In the ordinary humdrum rhythm of life, this expectant spirit is not the stance we take as we move through each day and look at what the word “expectation” really means to us. In fact, the word, in how we think of and experience it, can have more of a negative connotation, a burden we place on ourselves or a burden we feel others place upon us.

It’s something to consider.

We expect others to be aware of our needs. We expect ourselves to get things right the first time, to always land on our feet should we fall, to be all things to all people. We expect others to do things in a way that we prefer. You can tell because it irks you when they do it in a manner you were not “expecting”. We expect others to hear that we said, receive it with full openness and understand all the nuances of what we meant. Others expect this very same thing from us. We expect perfection even if we say we don’t. Evidence of this is our own negative patterns of thought, getting down on ourselves and discouraged, experiencing shame and hurt pride after we make a mistake or feel we didn’t show our “best selves” (human respect). We expect circumstances to be a certain way and if not, it takes us a while to let go of what we were “expecting” and how things “should have been” to reconcile ourselves to what is. We expect others to know when we need affirmation, space to process, camaraderie and feel rejected or forgotten when it’s not extended at a time when there is a need. We experience anger when we feel/perceive that others are expecting certain things from us. It feels like an unfair burden, yet we expect the same of others in similar yet different ways. In one given day, there are many expectations experienced, perceived, expressed, assumed.

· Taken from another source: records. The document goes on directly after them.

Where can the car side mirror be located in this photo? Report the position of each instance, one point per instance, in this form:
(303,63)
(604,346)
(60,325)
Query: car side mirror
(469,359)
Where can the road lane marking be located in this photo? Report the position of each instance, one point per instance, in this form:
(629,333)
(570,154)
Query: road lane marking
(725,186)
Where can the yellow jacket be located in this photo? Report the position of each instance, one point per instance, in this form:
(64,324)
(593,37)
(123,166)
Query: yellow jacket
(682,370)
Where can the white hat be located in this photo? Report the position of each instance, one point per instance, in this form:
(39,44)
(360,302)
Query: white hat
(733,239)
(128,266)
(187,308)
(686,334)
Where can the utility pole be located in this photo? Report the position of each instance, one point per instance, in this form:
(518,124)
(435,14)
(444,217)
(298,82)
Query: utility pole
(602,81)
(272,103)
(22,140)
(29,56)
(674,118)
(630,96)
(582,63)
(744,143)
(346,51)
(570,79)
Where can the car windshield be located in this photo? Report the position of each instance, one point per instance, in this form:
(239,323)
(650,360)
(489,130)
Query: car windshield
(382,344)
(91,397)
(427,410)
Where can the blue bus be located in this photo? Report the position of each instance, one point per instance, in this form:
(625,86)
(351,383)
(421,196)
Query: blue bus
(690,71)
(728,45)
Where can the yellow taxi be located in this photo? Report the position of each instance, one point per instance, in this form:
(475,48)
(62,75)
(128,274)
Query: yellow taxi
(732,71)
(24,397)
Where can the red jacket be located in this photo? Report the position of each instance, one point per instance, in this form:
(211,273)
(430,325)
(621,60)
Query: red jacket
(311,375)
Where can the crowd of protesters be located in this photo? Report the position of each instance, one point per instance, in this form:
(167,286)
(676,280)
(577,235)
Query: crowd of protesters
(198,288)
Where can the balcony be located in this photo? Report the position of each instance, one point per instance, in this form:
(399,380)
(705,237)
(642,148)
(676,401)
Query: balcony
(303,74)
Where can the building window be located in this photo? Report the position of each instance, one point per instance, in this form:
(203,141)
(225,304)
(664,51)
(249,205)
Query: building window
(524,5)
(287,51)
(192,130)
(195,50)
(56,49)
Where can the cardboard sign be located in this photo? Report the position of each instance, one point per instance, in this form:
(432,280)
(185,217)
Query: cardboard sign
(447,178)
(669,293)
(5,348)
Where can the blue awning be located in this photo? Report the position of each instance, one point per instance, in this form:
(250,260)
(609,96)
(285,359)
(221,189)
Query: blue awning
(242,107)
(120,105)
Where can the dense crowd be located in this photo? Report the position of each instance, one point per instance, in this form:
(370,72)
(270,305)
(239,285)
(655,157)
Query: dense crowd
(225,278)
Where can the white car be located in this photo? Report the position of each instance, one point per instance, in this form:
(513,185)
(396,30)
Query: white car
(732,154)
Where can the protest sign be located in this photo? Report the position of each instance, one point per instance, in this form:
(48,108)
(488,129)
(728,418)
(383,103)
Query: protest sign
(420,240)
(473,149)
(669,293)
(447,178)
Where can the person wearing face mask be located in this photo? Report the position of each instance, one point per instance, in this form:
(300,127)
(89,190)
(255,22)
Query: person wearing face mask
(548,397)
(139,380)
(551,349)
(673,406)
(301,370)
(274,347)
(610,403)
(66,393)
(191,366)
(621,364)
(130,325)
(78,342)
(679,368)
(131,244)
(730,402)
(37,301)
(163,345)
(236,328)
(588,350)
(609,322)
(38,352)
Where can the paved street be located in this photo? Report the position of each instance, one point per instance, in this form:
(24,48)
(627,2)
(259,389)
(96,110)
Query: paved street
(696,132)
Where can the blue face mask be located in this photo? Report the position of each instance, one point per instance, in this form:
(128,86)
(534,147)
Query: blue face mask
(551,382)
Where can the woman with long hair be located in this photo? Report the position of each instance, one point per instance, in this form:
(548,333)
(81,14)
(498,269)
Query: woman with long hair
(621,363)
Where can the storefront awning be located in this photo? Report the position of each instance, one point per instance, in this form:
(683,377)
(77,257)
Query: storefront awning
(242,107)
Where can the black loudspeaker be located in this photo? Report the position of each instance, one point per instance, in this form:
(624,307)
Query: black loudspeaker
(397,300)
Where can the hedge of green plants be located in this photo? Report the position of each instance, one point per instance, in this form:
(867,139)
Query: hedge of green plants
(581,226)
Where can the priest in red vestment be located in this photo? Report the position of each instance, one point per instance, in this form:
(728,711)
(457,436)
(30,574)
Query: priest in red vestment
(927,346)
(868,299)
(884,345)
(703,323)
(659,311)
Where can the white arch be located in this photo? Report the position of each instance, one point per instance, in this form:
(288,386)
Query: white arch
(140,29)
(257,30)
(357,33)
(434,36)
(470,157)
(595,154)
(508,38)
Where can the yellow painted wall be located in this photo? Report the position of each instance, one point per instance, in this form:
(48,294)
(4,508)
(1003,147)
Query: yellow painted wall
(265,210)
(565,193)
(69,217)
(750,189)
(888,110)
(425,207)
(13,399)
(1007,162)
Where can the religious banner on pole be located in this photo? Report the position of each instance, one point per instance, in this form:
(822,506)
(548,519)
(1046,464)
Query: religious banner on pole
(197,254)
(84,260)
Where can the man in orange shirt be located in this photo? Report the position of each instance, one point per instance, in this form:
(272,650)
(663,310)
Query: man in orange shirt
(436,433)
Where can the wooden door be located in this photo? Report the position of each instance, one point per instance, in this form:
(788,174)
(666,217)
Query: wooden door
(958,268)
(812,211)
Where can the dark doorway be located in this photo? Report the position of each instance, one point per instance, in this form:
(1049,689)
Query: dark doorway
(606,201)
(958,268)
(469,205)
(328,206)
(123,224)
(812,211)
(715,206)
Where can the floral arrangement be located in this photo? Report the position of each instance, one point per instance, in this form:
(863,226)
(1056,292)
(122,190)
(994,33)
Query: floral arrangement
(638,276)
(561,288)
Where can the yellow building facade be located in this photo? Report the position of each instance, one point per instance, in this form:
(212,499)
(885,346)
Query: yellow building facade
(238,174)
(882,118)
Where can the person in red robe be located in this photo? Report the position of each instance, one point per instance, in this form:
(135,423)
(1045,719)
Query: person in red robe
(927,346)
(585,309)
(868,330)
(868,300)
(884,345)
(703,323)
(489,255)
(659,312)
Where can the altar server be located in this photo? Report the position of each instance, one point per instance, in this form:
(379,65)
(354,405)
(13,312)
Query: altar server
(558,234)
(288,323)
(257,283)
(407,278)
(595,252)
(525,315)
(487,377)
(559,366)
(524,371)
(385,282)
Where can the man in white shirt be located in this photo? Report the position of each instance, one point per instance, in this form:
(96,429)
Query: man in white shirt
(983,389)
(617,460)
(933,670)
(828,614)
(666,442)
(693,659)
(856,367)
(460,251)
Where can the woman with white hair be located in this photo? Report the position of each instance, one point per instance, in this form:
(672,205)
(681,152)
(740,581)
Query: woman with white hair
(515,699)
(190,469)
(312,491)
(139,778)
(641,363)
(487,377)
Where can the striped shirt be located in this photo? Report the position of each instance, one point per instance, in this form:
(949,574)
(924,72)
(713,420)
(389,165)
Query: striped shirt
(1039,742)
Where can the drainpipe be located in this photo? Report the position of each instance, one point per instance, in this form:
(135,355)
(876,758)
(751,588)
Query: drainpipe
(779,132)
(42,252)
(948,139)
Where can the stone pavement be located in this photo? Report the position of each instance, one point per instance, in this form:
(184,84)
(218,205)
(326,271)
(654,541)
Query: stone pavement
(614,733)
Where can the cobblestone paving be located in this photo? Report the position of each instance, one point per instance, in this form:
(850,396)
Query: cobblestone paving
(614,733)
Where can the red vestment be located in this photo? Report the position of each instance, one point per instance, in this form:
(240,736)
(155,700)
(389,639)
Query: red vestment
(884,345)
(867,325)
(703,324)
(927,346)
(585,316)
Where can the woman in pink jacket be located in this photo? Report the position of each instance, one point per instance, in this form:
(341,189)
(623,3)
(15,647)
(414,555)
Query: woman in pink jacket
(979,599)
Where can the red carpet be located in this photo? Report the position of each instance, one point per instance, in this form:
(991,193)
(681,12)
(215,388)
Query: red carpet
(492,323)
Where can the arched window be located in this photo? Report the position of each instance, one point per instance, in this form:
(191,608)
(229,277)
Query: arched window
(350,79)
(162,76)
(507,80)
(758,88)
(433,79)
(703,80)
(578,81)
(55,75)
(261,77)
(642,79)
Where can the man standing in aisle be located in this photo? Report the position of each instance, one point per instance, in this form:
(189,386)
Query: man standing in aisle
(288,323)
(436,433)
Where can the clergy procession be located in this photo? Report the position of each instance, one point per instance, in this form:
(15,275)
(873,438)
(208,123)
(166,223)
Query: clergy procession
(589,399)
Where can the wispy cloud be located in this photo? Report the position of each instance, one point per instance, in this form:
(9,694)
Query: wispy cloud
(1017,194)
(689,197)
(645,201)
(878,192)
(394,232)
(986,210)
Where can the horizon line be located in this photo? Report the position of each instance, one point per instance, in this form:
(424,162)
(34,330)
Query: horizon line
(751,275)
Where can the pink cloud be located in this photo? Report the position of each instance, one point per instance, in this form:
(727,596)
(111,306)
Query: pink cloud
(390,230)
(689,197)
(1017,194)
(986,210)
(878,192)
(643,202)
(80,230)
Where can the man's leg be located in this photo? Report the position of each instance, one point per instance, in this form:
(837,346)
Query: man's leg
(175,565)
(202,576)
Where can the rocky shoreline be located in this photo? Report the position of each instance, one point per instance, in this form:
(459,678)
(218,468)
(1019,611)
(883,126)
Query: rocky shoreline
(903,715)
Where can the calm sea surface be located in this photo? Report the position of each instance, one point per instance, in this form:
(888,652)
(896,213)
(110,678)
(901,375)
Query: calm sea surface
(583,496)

Is the distinction of the word “expectation” that different when reflective of the Advent spirit in comparison to the expectations of daily life with which we struggle? In reference to Advent it feels open and receptive, in reference to our daily challenges it feels closed and burdensome.

What is the stance of our hearts? What is our mindset? Is it our own woundedness that blocks us from seeing life through the lens of Advent expectancy? Is it my inability to let go?

This Advent, let us pray through how we respond today, so that one week, one month, one year from now, at the end of our lives, the expectant Advent spirit and the spirit in which we live each day are one and the same. May you have a blessed Advent.